3D & Functional Anthropometric Scanning
Partners and students utilize HDL's scanning infrastructure (handheld, stationary, and dynamic) for hands, head, face, foot, and full body data capture in functional task positions across various environments, extending research beyond controlled lab conditions. Field-deployable "research in a suitcase" protocols for industrial sites, hospitals, military facilities, and public venues.
Shape & Geometric Analysis
The HDL translates 3D scan data into design-actionable insight: where a glove gaps, where a mask leaks, where a tool handle forces a compensatory grip.
Capabilities include, but not limited to:
- air gap mapping;
- curvature, arc length, and angular spread extraction of data;
- webspace depth analysis; slope and crease characterization;
- sizing system evaluation and population accommodation modeling
Shape descriptor frameworks and anatomical landmarking for direct body-to-product geometric comparison.
Machine learning models for hand envelope prediction and shape classification.
Data-to-Design Integration
The HDL increases product accommodation via data-driven redesign. Population 3D shape data is embedded directly into parametric design environments, offering accommodation analysis, dimensional and proportional design recommendations, and validation pipelines that lead to measurable, validated improvements, not just general recommendations.

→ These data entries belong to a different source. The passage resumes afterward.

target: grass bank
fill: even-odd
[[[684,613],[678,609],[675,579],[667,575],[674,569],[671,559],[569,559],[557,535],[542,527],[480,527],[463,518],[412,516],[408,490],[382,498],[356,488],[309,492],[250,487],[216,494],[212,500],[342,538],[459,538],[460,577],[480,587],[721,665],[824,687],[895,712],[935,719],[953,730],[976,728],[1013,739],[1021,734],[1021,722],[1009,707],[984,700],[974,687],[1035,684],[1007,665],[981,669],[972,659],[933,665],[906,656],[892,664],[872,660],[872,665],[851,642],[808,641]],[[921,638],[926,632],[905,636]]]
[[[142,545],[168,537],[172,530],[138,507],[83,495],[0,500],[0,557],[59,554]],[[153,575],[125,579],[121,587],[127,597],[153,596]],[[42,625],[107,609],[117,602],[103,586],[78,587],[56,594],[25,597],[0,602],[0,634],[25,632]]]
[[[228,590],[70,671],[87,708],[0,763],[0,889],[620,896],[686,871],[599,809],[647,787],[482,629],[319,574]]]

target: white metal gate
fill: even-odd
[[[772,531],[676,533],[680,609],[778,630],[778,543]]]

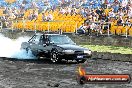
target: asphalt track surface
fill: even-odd
[[[91,59],[87,73],[132,75],[132,63]],[[0,88],[132,88],[130,84],[85,84],[76,82],[75,62],[53,64],[47,60],[0,58]]]

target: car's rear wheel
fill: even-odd
[[[87,59],[76,60],[77,63],[84,63]]]
[[[60,62],[60,58],[59,58],[59,54],[58,54],[58,51],[57,50],[53,50],[51,52],[51,55],[50,55],[50,60],[53,62],[53,63],[57,63],[57,62]]]

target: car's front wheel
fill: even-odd
[[[50,55],[50,60],[53,62],[53,63],[57,63],[57,62],[60,62],[60,58],[59,58],[59,54],[58,54],[58,51],[57,50],[53,50],[51,52],[51,55]]]

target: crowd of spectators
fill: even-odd
[[[108,2],[106,2],[108,1]],[[33,10],[29,14],[28,20],[36,20],[38,14],[42,12],[42,21],[52,21],[54,17],[48,13],[45,15],[45,11],[56,8],[59,9],[60,14],[77,15],[80,14],[86,20],[79,29],[85,33],[88,31],[90,35],[91,30],[108,29],[108,27],[102,27],[103,22],[112,22],[111,19],[117,20],[117,25],[122,23],[130,23],[132,18],[132,1],[131,0],[19,0],[11,5],[2,4],[4,16],[1,17],[1,21],[4,22],[4,26],[10,26],[10,20],[18,18],[24,18],[24,13],[27,9],[38,9]],[[111,26],[111,25],[109,25]]]

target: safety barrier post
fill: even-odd
[[[48,22],[48,33],[49,33],[49,31],[50,31],[50,23]]]
[[[24,28],[25,28],[25,19],[23,19],[22,22],[23,22],[23,30],[22,30],[22,32],[24,32],[24,30],[25,30],[25,29],[24,29]]]
[[[13,20],[11,20],[11,30],[13,31]]]
[[[78,24],[76,23],[76,29],[75,29],[75,31],[74,31],[74,32],[75,32],[75,34],[77,34],[77,25],[78,25]]]
[[[34,29],[35,29],[34,32],[35,32],[35,34],[36,34],[36,30],[37,30],[36,28],[37,28],[36,27],[36,22],[34,22]]]

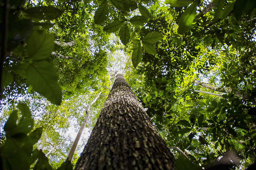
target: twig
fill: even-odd
[[[222,95],[220,94],[216,94],[216,93],[211,93],[210,92],[208,92],[208,91],[203,91],[197,90],[194,90],[194,91],[196,92],[198,92],[199,93],[205,93],[206,94],[208,94],[208,95],[213,95],[217,96],[218,96],[222,97]]]
[[[187,155],[186,155],[186,154],[185,154],[185,153],[183,152],[183,151],[182,151],[181,150],[181,149],[179,148],[178,148],[177,147],[169,147],[168,148],[174,149],[176,149],[176,150],[179,151],[180,152],[180,153],[182,155],[186,157],[186,158],[187,158],[187,159],[188,159],[188,157],[187,156]]]
[[[69,150],[69,153],[68,154],[68,156],[67,156],[67,160],[68,160],[70,162],[71,162],[72,161],[72,159],[73,158],[73,157],[74,156],[74,154],[75,153],[75,150],[76,149],[76,147],[77,146],[77,144],[78,144],[78,142],[79,141],[80,138],[81,137],[81,135],[82,135],[82,132],[83,132],[83,131],[84,130],[84,129],[85,126],[86,122],[87,122],[87,120],[88,120],[88,118],[89,117],[89,108],[90,106],[92,105],[94,103],[96,102],[96,101],[97,101],[99,98],[100,96],[100,94],[101,94],[101,92],[100,92],[99,94],[99,95],[98,95],[98,96],[97,96],[94,99],[94,100],[91,103],[90,103],[88,104],[87,106],[86,106],[86,107],[85,109],[85,112],[86,113],[85,118],[84,118],[84,121],[83,122],[82,125],[81,125],[81,126],[80,127],[80,129],[79,129],[79,130],[78,131],[78,133],[77,133],[77,135],[76,135],[76,136],[75,137],[75,140],[74,141],[73,144],[72,145],[72,146],[71,147],[71,148]]]
[[[110,88],[108,88],[108,87],[107,87],[107,86],[105,86],[105,85],[103,85],[103,86],[104,86],[104,87],[106,87],[106,88],[107,88],[107,89],[110,89],[110,90],[111,90],[111,89],[110,89]]]

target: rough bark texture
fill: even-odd
[[[172,154],[122,74],[75,169],[175,169]]]
[[[71,47],[75,44],[75,41],[72,41],[71,42],[59,42],[55,41],[54,43],[57,45],[62,47]]]
[[[208,92],[208,91],[203,91],[200,90],[194,90],[194,91],[196,92],[198,92],[199,93],[205,93],[205,94],[208,94],[208,95],[212,95],[217,96],[218,96],[222,97],[222,95],[220,94],[216,94],[216,93],[211,93],[210,92]]]

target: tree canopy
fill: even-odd
[[[255,1],[0,5],[0,152],[6,169],[22,157],[24,169],[71,166],[60,167],[72,145],[69,128],[78,131],[86,105],[101,92],[86,125],[91,129],[120,70],[177,169],[209,168],[231,150],[240,164],[234,158],[229,168],[256,161]]]

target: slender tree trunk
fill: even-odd
[[[216,93],[211,93],[211,92],[208,92],[208,91],[203,91],[201,90],[194,90],[194,91],[196,92],[198,92],[199,93],[205,93],[205,94],[208,94],[208,95],[212,95],[217,96],[221,97],[222,96],[222,95],[220,94],[216,94]]]
[[[86,106],[86,107],[85,109],[85,118],[84,118],[84,121],[83,122],[82,124],[81,125],[81,126],[80,127],[79,131],[78,131],[77,134],[76,135],[76,136],[75,137],[75,140],[74,141],[73,144],[72,145],[72,146],[71,147],[71,148],[69,150],[69,153],[68,154],[68,156],[67,156],[67,159],[70,162],[71,162],[72,161],[72,159],[73,158],[74,154],[75,153],[75,150],[76,149],[76,147],[77,146],[78,142],[79,141],[79,139],[80,139],[80,138],[81,137],[81,135],[82,134],[82,132],[83,132],[83,131],[84,130],[84,127],[85,126],[85,125],[86,124],[86,122],[87,122],[87,120],[88,119],[88,118],[89,117],[89,107],[90,107],[90,106],[92,105],[94,103],[96,102],[96,101],[97,101],[98,99],[99,99],[99,98],[100,97],[100,94],[101,94],[101,92],[100,92],[99,94],[99,95],[98,95],[98,96],[97,96],[97,97],[96,97],[96,98],[94,99],[94,100],[93,101],[93,102],[92,102],[90,103],[89,103],[87,105],[87,106]]]
[[[213,87],[209,85],[208,84],[206,83],[199,82],[196,80],[195,81],[195,83],[210,90],[223,93],[227,93],[229,94],[233,94],[234,95],[242,98],[246,98],[250,97],[250,95],[246,93],[241,93],[238,91],[234,91],[232,92],[231,88],[229,87],[219,88],[219,87]],[[253,100],[251,101],[254,104],[256,104],[256,98],[255,97],[254,98],[253,98]]]
[[[54,43],[57,45],[62,47],[71,47],[75,44],[75,41],[72,41],[71,42],[68,42],[55,41]]]
[[[122,72],[75,169],[175,169],[173,155]]]

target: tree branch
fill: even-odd
[[[178,151],[179,151],[180,153],[182,155],[186,157],[186,158],[188,159],[188,158],[187,156],[187,155],[186,155],[186,154],[185,154],[185,153],[183,152],[181,150],[181,149],[178,148],[177,147],[169,147],[168,148],[169,149],[175,149]]]
[[[99,94],[99,95],[98,96],[97,96],[94,99],[94,100],[93,101],[93,102],[90,103],[89,103],[89,104],[88,104],[86,106],[85,109],[85,112],[86,113],[85,118],[84,120],[84,121],[83,122],[83,123],[82,123],[82,125],[81,125],[81,126],[80,127],[79,131],[78,131],[77,134],[76,135],[76,137],[75,137],[75,140],[74,141],[74,142],[72,145],[72,146],[71,147],[71,148],[69,150],[69,153],[68,154],[68,156],[67,157],[67,159],[70,160],[70,162],[71,162],[72,161],[72,159],[73,158],[74,154],[75,153],[75,150],[76,149],[76,147],[77,147],[78,142],[79,141],[79,139],[80,139],[80,138],[81,137],[81,135],[82,135],[82,132],[83,132],[83,131],[84,130],[84,127],[85,126],[86,122],[87,122],[87,120],[88,120],[88,118],[89,117],[89,108],[90,106],[91,106],[94,103],[96,102],[96,101],[97,101],[99,98],[100,97],[100,94],[101,94],[101,91],[100,92]]]
[[[59,53],[57,53],[55,52],[52,52],[52,53],[51,54],[51,55],[55,55],[56,56],[58,56],[58,57],[60,57],[61,58],[64,58],[65,59],[68,59],[71,58],[71,59],[74,60],[76,60],[77,61],[80,61],[79,60],[77,60],[76,58],[73,58],[71,57],[69,57],[68,56],[64,56],[64,55],[62,55]]]
[[[57,45],[61,47],[71,47],[75,44],[75,41],[72,41],[68,42],[54,41],[54,43]]]

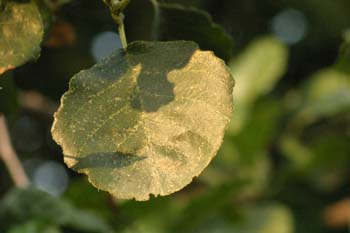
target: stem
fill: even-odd
[[[154,18],[153,18],[153,25],[152,25],[152,39],[158,40],[159,26],[160,26],[160,9],[159,9],[159,4],[157,0],[151,0],[151,3],[153,5],[153,10],[154,10]]]
[[[126,40],[126,36],[125,36],[125,28],[124,28],[124,20],[123,20],[123,16],[121,16],[121,20],[119,20],[118,22],[118,33],[119,33],[119,37],[120,37],[120,41],[122,42],[122,46],[123,49],[126,51],[126,48],[128,47],[128,41]]]
[[[4,161],[15,185],[19,188],[28,187],[29,179],[24,172],[15,150],[13,149],[6,125],[6,119],[2,113],[0,113],[0,157]]]
[[[128,42],[125,36],[123,10],[129,4],[130,0],[103,0],[103,2],[109,7],[112,18],[118,25],[120,41],[123,49],[126,51]]]

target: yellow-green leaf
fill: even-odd
[[[167,195],[215,156],[232,88],[224,62],[193,42],[134,42],[72,78],[52,134],[66,164],[97,188]]]

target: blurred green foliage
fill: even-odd
[[[196,30],[181,28],[175,19],[171,26],[163,26],[167,36],[161,38],[194,40],[200,45],[204,43],[203,49],[219,48],[224,52],[217,55],[227,60],[236,79],[235,112],[216,158],[186,189],[148,202],[114,200],[91,187],[85,177],[73,173],[61,198],[41,192],[32,195],[36,193],[33,190],[9,191],[9,178],[1,165],[0,191],[4,196],[0,205],[1,231],[94,232],[86,227],[99,221],[114,232],[133,233],[347,232],[346,223],[327,225],[324,213],[326,207],[349,195],[349,1],[163,0],[159,3],[183,5],[186,12],[182,12],[181,20],[190,26],[196,25],[198,15],[205,15],[206,19],[202,20],[210,31],[209,41],[206,41],[207,32],[199,35],[204,28],[202,24],[195,26]],[[286,45],[272,35],[271,24],[274,16],[290,8],[304,15],[308,30],[303,40]],[[226,39],[220,42],[216,35],[211,35],[213,24],[207,13],[192,16],[191,11],[207,11],[215,25],[226,31],[218,33],[232,37],[233,49],[228,45],[232,42],[226,43]],[[11,113],[14,122],[16,116],[19,118],[29,111],[23,106],[19,111],[14,107],[18,102],[13,97],[16,92],[34,90],[58,101],[67,89],[69,78],[93,64],[89,50],[93,37],[102,31],[115,30],[102,1],[72,0],[51,14],[74,28],[75,44],[44,46],[38,61],[5,73],[13,76],[17,88],[8,77],[0,78],[0,109]],[[125,15],[130,41],[154,38],[151,2],[131,0]],[[233,57],[229,59],[226,54]],[[51,116],[40,114],[36,115],[37,120],[48,125],[48,129]],[[40,156],[62,162],[59,153],[57,148],[40,149],[30,153],[29,158]],[[28,159],[28,154],[21,151],[19,154],[23,160]],[[49,221],[46,221],[50,217],[46,214],[49,208],[40,204],[45,200],[41,196],[56,203],[54,206],[64,206]],[[66,202],[75,207],[62,204]],[[36,204],[41,206],[39,214],[32,211]],[[81,225],[73,227],[74,231],[67,228],[68,220],[60,222],[57,217],[74,222],[85,211],[94,212],[87,218],[94,220],[80,219]],[[17,217],[9,221],[9,212]],[[76,216],[71,218],[72,214]]]

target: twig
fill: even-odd
[[[0,113],[0,157],[4,161],[15,185],[19,188],[27,187],[29,185],[28,177],[12,147],[6,119],[2,113]]]

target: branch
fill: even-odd
[[[19,188],[27,187],[29,185],[28,177],[12,147],[6,119],[2,113],[0,113],[0,157],[4,161],[15,185]]]

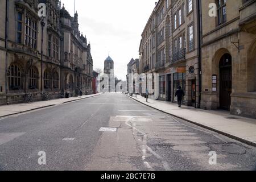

Parametric Design Automation
The HDL is accelerating the path from patient scan to fabricated device, with a target pipeline of just 24 hours. Our parametric automation reduces the complexity of customizing clinical-scale products, allowing for personalized devices to be produced in minutes. We develop automated design systems that adapt product geometry to individual patient or user dimensions, directly from scan data. This technology has been successfully applied to pediatric NIV masks, nasal retainers, prosthetic foot-shoe systems, and respirator interfaces, and is scalable to any product or device with body-interface geometry.
Digital Fit Simulation & Physical Validation
Our digital simulation pipeline enables partners to evaluate fit pre-fabrication, identifying issues like compression, leakage, and separation regions early in the design process. This digital evaluation is validated with physical prototypes.
Human Factors & Ergonomics Research
Understanding how a product gets used in the real world, not just how it performs in a lab, is where the HDL adds an often-missing layer of rigor. The team conducts dexterity, force, and strength assessment; site visits; and mixed-methods user research across hospitals, factories, and field environments.
Systems Engineering & Design Research
Often, the challenge lies not with the product itself, but with the entire system in which it operates. The HDL specializes in a full system-of-use analysis for complex wearable products. This involves identifying the organizational, supply chain, regulatory, and behavioral factors that truly determine a product's real-world performance.
Examples of applications include: hospital gowns, respirators, firefighter turnout gear, and pediatric medical devices.